I see no reason to believe that economic conservatives trust people more than economic leftists. As I alluded to in my post, it seems to me that ideologies such as economic conservatism exist to justify hoarding resources and that is why so many wealthy people take it to heart. It allows them to ignore with good conscience the misery the policies they favor impose on less fortunate individuals. In this view economic conseratives push for deregulation not because they trust people will rarely or never behave immorally but rather to allow immoral, but profitable, economic behavior to continue.

As I said, leftists don’t trust people completely. We realize that individuals will act selfishly at times. Thus the need for economic conservatism.

Just my 2sense

I would submit the idea that liberal and/or conservative don’t mean what they used to. They have become labels or slams, to be used as weapons against “the other guy”. Liberal has become codespeak for handwringing, bleeding heart, do-gooder, freedom haters. Conservative has become codespeak for big business, screw the poor, talks directly to God, war-monger. None of these definitions is true. However, that is what the labels have devolved into.

Or, if you were more cynical, you could say that leftists answer that question “no,” and therefore create government programs built on the notion that left to their own, without the carrot or stick, people won’t act in a trustworthy way.

Conservatives, OTOH, do trust that if left to their own, without government interference, people will be naturally good, and kind, and generous. Therefore there’s no need for government enforcement of those ideals. Therefore, they withdraw the government and wait for ordinary citizens to fill in the gaps, and prove themselves oh so very wrong.

I’m not quite that cynical yet. Or at least not all the time.

Most of the time, I really want to believe that the long term goals of most conservatives and most liberals (of which I am one) are pretty much the same. However, to get to that place, short term sacrifices are going to be made, some issues are going to have to be of higher priority than others. For example, everyone wants less crime - but conservatives and liberals have different ideas as to how much personal liberty (and in what spheres) we should sacrifice in order to get less crime.

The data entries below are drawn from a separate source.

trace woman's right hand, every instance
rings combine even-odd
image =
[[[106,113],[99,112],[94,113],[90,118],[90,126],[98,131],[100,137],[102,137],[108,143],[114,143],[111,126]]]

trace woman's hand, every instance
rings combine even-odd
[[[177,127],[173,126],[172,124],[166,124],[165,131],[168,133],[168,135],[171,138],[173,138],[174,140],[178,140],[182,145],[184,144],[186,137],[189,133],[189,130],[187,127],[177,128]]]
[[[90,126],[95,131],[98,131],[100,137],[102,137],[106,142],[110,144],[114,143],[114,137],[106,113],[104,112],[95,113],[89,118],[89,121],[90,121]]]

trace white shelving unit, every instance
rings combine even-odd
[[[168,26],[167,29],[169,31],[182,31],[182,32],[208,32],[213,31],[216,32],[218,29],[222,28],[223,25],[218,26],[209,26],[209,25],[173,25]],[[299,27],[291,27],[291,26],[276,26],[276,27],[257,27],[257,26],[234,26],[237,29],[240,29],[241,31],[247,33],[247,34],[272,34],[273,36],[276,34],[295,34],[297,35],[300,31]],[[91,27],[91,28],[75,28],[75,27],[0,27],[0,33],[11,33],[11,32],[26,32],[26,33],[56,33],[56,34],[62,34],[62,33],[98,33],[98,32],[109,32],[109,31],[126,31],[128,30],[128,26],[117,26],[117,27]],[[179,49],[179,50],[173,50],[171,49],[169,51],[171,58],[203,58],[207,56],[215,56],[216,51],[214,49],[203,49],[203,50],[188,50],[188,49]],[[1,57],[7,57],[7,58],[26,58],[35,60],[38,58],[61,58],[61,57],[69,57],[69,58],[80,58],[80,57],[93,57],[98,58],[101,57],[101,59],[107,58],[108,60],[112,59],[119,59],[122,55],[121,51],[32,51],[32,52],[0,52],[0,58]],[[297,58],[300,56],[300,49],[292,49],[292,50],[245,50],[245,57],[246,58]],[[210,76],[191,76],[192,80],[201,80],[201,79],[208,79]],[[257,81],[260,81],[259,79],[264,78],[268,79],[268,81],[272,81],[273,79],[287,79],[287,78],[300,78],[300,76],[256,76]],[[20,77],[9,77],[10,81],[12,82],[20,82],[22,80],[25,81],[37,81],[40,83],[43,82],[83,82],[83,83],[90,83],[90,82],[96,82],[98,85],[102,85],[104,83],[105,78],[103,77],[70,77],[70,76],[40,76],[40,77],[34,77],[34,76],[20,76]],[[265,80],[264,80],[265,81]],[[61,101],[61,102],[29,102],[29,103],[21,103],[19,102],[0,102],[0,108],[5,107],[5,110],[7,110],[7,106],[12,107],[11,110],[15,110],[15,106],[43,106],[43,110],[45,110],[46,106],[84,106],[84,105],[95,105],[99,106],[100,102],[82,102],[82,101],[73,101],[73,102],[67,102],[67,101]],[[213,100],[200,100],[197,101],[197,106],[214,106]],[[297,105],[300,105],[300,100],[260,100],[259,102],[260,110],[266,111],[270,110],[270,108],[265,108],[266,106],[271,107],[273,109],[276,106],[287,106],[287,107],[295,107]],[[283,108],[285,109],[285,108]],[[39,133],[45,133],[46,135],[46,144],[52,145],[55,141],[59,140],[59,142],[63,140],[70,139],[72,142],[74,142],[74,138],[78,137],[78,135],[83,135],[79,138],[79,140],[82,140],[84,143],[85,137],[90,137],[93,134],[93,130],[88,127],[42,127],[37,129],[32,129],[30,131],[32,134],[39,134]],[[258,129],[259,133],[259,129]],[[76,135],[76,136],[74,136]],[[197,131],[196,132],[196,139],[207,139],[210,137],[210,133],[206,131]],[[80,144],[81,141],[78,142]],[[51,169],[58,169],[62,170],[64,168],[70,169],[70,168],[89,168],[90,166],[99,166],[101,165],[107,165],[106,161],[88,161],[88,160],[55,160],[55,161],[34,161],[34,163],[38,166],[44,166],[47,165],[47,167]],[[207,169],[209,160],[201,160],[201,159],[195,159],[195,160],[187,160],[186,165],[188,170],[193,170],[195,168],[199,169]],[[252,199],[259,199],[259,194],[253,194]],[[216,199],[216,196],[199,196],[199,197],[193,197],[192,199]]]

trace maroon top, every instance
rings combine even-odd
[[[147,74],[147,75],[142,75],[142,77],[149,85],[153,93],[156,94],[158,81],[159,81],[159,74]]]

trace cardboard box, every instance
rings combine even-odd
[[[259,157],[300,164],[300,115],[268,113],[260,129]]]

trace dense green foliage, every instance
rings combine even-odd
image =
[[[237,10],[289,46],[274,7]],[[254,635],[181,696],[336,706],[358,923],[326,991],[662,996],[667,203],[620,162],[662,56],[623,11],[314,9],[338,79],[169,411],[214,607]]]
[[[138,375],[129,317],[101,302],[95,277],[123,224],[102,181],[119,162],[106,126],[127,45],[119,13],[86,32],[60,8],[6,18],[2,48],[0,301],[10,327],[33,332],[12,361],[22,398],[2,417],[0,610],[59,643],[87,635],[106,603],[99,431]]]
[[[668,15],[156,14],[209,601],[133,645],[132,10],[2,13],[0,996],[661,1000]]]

I think this is backwards. For what its worth I would say I am a Liberal, but I am more undecided than anything.
Anyway, I think Liberals don’t trust people. They want the government safety nets because they don’t trust their fellow citizen’s to take care of them of their own good nature. They think people need to be forced into it.
Conservatives think that people will take care of each other because people are naturally good natured and would help their fellow citizens in times of need.
I would say the Liberal view is a bit pessimistic, but also realistic.
I would say the Conservative view is optimistic, but idealized.

This only really applies to the economic side of things. I think the views are switched when discussing the social freedoms.